The PACE framework is a framework by Google for data analysis and machine learning projects. PACE is an acronym for plan, analyze, construct and execute. Each one of the letters represents an actionable stage in a project. The PACE workflow discovers how each stage of the process can help guide data analysis. The PACE framework was developed at Google by the people who put together the course at Coursera called Advanced Data Analytics. It is a workflow/framework structure that is meant to be flexible. Anytime you are allowed to revisit each stage of the workflow to make any needed changes without interrupting the overall process. Communication is vital and encouraged throughout the entire process.
- Plan
- Analyze
- Construct
- Execute
Plan
Here you will define the project, the project’s purpose and the scope of the project. Here you define what data you will need. Here you develop the steps of the project. You will assess who the stakeholders are and what their needs are. What are the key questions that need to be answered? First thing is to focus on the business need and the second thing is to evaluate alternative models. If you are considering a machine learning model, or any model, does it meet the business needs?

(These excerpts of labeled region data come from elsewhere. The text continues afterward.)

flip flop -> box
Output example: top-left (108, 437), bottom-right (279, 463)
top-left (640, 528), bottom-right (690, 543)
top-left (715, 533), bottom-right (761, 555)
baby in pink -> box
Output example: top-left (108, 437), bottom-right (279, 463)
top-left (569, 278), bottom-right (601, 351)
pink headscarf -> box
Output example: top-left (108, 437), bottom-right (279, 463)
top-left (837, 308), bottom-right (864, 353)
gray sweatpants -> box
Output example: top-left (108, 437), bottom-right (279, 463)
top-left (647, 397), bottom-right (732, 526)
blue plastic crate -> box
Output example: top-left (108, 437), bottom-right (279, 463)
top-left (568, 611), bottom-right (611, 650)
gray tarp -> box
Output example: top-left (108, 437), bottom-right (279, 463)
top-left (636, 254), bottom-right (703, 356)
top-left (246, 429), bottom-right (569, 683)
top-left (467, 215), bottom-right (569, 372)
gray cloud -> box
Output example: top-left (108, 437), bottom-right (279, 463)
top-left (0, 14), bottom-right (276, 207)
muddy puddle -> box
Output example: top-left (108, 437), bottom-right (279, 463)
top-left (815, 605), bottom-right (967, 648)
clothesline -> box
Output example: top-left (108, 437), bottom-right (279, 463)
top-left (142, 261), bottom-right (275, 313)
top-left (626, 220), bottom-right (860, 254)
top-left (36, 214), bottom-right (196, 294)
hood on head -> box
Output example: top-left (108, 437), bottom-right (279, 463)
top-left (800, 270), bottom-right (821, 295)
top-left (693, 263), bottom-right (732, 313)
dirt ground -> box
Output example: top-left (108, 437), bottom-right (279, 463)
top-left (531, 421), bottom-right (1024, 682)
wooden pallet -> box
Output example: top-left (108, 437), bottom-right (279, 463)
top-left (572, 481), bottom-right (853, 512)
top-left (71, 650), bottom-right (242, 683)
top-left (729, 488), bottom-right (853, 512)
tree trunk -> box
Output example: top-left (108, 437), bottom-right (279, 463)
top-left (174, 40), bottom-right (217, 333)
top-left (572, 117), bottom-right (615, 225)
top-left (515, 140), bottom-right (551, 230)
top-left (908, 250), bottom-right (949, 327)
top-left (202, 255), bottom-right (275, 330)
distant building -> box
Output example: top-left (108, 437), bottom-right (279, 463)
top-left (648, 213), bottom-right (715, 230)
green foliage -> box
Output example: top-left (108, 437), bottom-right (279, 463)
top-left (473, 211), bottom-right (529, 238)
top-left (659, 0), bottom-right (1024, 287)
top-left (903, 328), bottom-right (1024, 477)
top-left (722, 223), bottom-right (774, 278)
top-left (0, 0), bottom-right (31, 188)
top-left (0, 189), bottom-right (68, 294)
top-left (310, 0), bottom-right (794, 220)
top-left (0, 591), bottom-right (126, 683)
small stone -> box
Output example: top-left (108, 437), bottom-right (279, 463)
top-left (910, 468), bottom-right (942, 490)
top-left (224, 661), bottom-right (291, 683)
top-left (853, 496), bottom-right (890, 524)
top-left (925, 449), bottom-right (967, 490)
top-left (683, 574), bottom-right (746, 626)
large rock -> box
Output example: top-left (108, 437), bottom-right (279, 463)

As an example, perhaps you are trying to predict housing prices. You have the sales price of some houses in a given area, along with the square footage, number of bedrooms, number of bathrooms, and location. We know that we need to create a supervised continuous model. It’s continuous because we need to predict price, which is a continuous variable, not a categorical one. (Predicting company churn would be categorical). It is supervised because we have our target variable data, namely the price.
Ask yourself if you have any ethical concerns. For example, suppose you’ve been asked to find customers who don’t tip well. If the model is able to identify those customers who are poor tippers, would the staff treat those customers well, knowing in advance the profile of a poor tipper? Maybe it is better to identify those customers who are good tippers.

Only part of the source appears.